Ludwig-Uhland-Gymnasium feiert Weihnachtsgottesdienst in der Neuapostolischen Kirche Kirchheim.
Kirchheim. Am 19. Dezember 2025 feierte das Ludwig-Uhland-Gymnasium Kirchheim seinen Weihnachtsgottesdienst in der Neuapostolischen Kirche Kirchheim. Eingeladen waren alle 1.075 Schülerinnen und Schüler sowie die Lehrerinnen und Lehrer der Schule.
Am letzten Schultag des Kalenderjahres stellte sich für viele eigentlich nur eine Frage: liegen bleiben oder aufstehen? Überraschend viele entschieden sich fürs Aufstehen – und für Gemeinschaft. Bereits vor 8 Uhr füllte sich die festlich geschmückte und hell erleuchtete Kirche gegenüber der Schule mit erwartungsvollem Stimmengewirr.

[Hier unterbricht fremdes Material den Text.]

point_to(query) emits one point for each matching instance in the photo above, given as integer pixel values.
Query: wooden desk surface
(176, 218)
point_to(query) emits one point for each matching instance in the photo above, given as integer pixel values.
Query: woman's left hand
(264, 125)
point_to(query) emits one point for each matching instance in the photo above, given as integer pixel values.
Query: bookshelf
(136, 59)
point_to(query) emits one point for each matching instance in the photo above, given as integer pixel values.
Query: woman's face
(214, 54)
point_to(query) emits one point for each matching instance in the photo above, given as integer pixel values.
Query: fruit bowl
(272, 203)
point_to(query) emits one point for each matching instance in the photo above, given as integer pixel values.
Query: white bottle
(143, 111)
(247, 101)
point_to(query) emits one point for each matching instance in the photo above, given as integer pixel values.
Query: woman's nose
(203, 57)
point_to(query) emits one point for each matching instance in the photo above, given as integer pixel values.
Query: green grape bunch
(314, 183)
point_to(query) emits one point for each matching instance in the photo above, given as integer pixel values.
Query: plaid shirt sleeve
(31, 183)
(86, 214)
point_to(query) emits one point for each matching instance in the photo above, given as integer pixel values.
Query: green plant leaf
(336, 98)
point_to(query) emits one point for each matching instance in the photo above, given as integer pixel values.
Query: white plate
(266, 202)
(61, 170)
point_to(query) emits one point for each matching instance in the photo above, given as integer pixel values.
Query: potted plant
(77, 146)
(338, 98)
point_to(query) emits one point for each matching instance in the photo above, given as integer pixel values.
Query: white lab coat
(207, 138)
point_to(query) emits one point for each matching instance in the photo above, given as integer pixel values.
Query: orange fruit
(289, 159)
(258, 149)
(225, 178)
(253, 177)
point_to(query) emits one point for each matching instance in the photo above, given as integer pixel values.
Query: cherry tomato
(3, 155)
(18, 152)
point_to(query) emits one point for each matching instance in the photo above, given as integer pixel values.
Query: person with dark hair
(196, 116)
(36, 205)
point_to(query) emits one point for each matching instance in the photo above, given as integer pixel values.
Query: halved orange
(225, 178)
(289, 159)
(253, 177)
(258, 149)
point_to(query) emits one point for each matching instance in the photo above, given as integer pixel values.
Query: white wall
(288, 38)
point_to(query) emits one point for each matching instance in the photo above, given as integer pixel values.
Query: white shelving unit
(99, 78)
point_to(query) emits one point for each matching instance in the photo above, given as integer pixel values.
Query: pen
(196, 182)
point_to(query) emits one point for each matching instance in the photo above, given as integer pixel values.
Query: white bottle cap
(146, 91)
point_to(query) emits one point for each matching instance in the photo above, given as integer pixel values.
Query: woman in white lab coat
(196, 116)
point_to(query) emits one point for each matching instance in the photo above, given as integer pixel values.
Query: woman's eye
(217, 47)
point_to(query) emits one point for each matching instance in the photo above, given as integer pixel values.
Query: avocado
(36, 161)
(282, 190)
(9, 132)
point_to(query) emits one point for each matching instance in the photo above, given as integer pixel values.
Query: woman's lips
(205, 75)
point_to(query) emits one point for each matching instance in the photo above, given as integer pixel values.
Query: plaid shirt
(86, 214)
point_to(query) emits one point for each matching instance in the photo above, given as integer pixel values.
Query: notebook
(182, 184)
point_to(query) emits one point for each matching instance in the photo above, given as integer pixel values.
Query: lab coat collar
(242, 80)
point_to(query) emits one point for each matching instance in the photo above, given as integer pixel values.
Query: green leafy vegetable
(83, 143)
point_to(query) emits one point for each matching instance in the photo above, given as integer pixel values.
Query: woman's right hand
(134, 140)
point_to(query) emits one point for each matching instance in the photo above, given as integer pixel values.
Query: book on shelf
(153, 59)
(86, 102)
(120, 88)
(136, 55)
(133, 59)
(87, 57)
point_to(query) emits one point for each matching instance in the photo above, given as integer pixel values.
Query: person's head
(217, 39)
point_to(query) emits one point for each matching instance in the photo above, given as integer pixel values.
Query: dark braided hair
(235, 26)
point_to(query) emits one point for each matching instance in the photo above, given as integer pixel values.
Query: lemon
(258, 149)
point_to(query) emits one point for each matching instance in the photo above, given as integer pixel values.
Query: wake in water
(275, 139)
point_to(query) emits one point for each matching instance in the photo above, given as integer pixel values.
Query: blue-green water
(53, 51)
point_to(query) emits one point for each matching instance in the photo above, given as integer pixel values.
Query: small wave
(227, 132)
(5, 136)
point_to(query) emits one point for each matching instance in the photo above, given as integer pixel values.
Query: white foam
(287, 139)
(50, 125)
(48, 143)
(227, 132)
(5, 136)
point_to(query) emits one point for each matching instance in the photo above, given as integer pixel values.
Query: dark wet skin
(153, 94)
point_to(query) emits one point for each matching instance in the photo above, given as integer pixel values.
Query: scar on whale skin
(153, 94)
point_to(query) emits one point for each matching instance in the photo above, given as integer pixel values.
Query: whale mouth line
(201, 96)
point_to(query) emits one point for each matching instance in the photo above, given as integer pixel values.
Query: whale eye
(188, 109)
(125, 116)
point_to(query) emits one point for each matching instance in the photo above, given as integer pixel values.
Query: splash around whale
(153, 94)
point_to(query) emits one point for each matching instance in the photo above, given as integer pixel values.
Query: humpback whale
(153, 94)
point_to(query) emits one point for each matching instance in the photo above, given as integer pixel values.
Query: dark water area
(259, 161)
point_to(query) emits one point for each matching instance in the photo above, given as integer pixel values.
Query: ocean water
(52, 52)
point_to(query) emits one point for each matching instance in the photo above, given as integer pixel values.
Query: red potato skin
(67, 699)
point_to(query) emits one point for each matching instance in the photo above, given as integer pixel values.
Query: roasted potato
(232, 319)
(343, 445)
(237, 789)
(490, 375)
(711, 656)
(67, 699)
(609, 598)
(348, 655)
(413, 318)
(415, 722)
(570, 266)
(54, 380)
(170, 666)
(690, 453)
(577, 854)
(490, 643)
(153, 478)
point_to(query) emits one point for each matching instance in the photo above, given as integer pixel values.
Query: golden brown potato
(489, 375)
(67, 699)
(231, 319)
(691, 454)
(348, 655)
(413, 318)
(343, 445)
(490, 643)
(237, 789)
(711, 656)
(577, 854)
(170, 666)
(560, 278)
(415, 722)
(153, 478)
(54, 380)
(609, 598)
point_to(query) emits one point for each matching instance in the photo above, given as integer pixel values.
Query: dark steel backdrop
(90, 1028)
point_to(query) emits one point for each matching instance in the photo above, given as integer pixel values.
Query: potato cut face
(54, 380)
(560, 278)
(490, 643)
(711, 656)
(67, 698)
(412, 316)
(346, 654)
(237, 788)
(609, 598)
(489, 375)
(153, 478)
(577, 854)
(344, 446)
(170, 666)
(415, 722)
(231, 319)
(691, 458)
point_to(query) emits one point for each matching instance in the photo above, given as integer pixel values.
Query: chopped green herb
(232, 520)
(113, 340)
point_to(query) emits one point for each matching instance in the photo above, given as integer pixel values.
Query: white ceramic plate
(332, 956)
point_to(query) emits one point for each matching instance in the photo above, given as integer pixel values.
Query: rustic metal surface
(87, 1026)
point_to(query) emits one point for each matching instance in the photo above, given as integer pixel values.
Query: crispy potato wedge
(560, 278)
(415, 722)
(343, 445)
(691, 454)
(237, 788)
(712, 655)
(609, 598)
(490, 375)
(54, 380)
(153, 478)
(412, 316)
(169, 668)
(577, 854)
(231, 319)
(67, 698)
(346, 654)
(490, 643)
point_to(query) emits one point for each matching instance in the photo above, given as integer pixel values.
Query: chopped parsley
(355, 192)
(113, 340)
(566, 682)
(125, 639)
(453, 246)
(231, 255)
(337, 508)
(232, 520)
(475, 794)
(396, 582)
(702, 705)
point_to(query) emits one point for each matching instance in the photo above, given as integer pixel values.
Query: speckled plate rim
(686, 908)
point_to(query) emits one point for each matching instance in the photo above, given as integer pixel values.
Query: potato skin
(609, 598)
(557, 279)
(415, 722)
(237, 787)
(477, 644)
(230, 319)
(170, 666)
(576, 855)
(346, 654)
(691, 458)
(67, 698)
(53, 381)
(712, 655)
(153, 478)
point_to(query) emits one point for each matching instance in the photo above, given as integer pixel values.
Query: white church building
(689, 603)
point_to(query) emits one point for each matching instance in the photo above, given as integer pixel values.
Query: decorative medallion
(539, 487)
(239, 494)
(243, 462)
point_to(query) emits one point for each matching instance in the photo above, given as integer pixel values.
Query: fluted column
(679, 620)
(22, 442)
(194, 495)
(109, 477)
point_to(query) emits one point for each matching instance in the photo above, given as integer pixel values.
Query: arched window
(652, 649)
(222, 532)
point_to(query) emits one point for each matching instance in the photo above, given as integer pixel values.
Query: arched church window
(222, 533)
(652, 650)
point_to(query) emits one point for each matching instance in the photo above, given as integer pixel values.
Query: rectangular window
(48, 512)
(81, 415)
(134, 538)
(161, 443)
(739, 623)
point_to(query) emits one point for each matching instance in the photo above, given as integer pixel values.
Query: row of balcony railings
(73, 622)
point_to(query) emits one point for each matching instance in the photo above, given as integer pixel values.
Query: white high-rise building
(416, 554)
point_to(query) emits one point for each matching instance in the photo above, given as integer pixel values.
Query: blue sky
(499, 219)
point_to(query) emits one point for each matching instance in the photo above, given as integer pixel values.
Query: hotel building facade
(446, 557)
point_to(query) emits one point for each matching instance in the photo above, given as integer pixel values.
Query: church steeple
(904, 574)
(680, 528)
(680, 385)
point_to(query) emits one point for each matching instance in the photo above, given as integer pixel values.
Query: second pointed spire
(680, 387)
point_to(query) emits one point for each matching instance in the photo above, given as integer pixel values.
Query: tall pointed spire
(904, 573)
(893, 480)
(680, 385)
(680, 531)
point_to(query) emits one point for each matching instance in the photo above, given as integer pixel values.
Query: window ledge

Schülerinnen und Schüler, Lehrkräfte, Eltern und sogar einige Ehemalige waren gekommen. Man hatte Zeit, konnte ohne schulischen Druck Atem schöpfen, Gemeinschaft erleben und sehen, wie aus vielen Einzelbeiträgen ein stimmiges Ganzes wurde.
Unter dem Motto „Jesus stellt die Welt auf den Kopf“ griff der Gottesdienst große Themen auf, die erstaunlich aktuell wirkten: ungerechte Herrscher, falsch ausgeübte Macht und zerstörerische Machtkämpfe. Dem gegenüber stand die Figur Jesu, der nicht herrscht, sondern dient; der nicht zurückschlägt, sondern zuhört; der die Welt – zumindest im Kleinen – auf den Kopf stellt.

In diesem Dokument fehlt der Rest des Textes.